Yine arkadaşlarından konu açılmıştı. Portrelerin her sözünde kalbine bir acı saplanıyordu. Yüreği kanıyordu sanki. Her fısıltı da portre tuvallerini yırtıpatmak istiyordu. Dağılmış kravatını düzeltme zahmetine girmeden ortak salonun değişen merdivenlere açılan bir metrelik kapısını sertçe açtı ve fısıldaşan portrelere sinirli baktı. "Yalan yanlış şeyler öğrenmişsiniz. Arkadaşarım hakkında konuşmayın. Susun!!" diye bağırdı sinirle. Gözleri kanlanmıştı uykusuzluktan. Uyuduğu bir saatlik arada ise korkunç bir rüya görmüştü zaten. Alnı yine parça parça terlemee başlamıştı. Ortak salonda epey uzun vakit geçirmiş olalıydı. Çünkü büyük salondan fısıltılar dolmaya başlamıştı minik kulağına. Bu yüzden yatakhanesinden sırt çantasını aldı ve büyük salona yavaş adımlarla inmeye başladı.

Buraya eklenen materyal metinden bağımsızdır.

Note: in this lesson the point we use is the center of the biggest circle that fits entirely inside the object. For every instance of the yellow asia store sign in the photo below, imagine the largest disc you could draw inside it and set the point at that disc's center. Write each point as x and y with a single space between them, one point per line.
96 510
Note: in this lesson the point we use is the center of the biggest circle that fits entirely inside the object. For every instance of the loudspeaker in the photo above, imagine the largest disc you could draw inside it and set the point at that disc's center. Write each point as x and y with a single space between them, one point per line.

Ev cinlerinin elinden sunulan müthiş yemekleri çok az kişi yemeye başlamıştı. Profesör masasında birkaç kişi dışında kimse yoktu. Ravenclaw masasında görebildiği tek kişi Lily olmuştu. Lily bir merhaba demeyi unutarak tabağına aldığı sosisleri zar zor ağzına götürdü. İçtiği balkabağı suyu onu biraz açmıştı. Gördüğü rüyanın etkisinden sıyrılmaya çalışmalıydı. Çünkü yine ağır bir ders temposuna girecekti. Ağır adımlarla dersliğin kapısını aramaya koyuldu. Derslere gire çıka artık bitkin düşmüştü. Hangi gün olduğunu kafasından silip atmıştı. Zaten ne önemi vardı ki. Günün sonlarına doğru Karanlık Sanatlara Karşı Savunma dersi vardı ve günün sonlarına gelinmişti bile. Hava kendini minik bir rüzgar ve çiseleyen yağmur damlalarına bırakmıştı. Yağmur damlaları ve rüzgar yüzüne her çarptığında minik bir sevinç duyuyordu. Güneş ortalarda yoktu sanki. Dünyaya küsmüş gibiydi. Bulutlar her seferinde güneşin parlaklığını kapatıyordu. Onu gökyüzüne hapis ediyordu. Güneşte durumundan memnun gözüküyordu.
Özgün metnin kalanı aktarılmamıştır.